Initial hydrocarbon production from subterranean reservoirs is generally referred to as "primary" production. During primary production, only a fraction of the hydrocarbon in the reservoir is recovered. Thereafter, additional hydrocarbon can be recovered employing enhanced hydrocarbon recovery techniques by injecting fluids such as water, steam, nitrogen, CO.sub.2 or natural gas into the reservoir and such subsequent production is generally referred to as "secondary" or "tertiary" production. Enhanced recovery techniques generally depend on the injected fluid to displace the hydrocarbon from its in-situ location and direct it towards a producing well from which it can be recovered. Because of the substantial economic cost required to develop and implement enhanced recovery techniques, it is critically important for a reservoir engineer to characterize the storage and flow capacity of a hydrocarbon bearing reservoir. More particularly, it is important for the reservoir engineer to describe the distribution of porosity, permeability, and thickness of the various reservoir layers and to be able to optimize both the spacing and operating conditions of injection and preduction wells for producing hydrocarbons from a multilayer reservoir. Geological, geophysical and petrophysical analyses can provide a good starting point for an initial estimate of such reservoir properties. However, such analyses can be seriously limited especially with regard to their inability to accurately describe the vertical variation of in-situ reservoir permeability.
Experience in the petroleum industry has indicated that reservoir storage and flow parameters obtained from geological, geophysical and petrophysical data can be used to develop a model of the reservoir and thereafter the model can be input into a numerical reservoir simulator to obtain predictions of reservoir response or performance during enhanced hydrocarbon recovery. The goal of such numerical reservoir simulators is to predict reservoir performance in more detail and with more accuracy than is possible with simple extrapolation techniques. Unfortunately, one seldom knows enough about a reservoir to develop an accurate model describing reservoir storage and flow parameters without testing it in some way and iteratively altering the model of the reservoir until it produces acceptable results. Given the limited amount of information available to delineate the reservoir model, the most useful--and usually the only--way to test the model description of reservoir storage and flow parameters is to simulate past performance of the reservoir and compare the simulation with actual, historical performance. Typically, such "history matching" is done on a trial-and-error basis by modifying selected reservoir storage and flow parameters upon which the reservoir model was derived and iteratively running the numerical reservoir simulator until eventually the simulated performance matches the historical performance.
The history matching technique can be an especially useful and powerful technique to determine reservoir storage and flow parameters. Although such numerical reservoir simulators coupled with trial-and-error history matching techniques have been used with some success to develop reservoir storage and flow parameters, they can consume substantial amounts of computing time as well as be quite expensive and frustrating because reservoir storage and flow parameters can be very complex with numerous interactions. While there are many methods of combined numerical reservoir simulation and trial-and-error history matching, no universally applicable method has evolved. Moreover, such techniques typically involve iteratively, manually adjusting selected reservoir storage and flow parameters and recalculating reservoir performance with the numerical reservoir simulator. Making changes by guessing or by following one's intuition can be expensive and will usually prolong the history matching analysis.
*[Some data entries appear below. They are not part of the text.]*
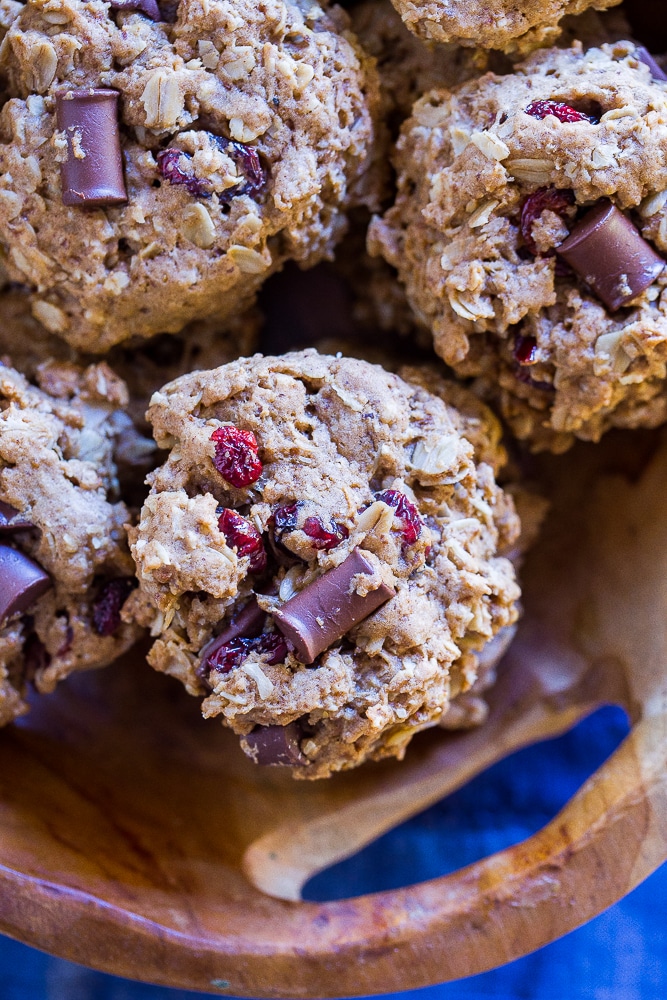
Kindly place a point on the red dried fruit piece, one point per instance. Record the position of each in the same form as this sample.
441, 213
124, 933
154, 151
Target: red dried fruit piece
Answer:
563, 112
525, 350
321, 538
67, 641
247, 160
244, 537
406, 512
35, 656
108, 604
234, 652
550, 199
169, 165
236, 457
In order to address the aforementioned shortcomings of conventional history matching techniques, the present invention provides an automated method of history matching whereby flow parameters of the reservoir can be determined more quickly and less expensively than can be achieved using present techniques. Additionally, the present invention provides a novel method for determining the optimum injection and production well pattern on spacing as well as optimum operating conditions for producing hydrocarbons from a multilayer reservoir.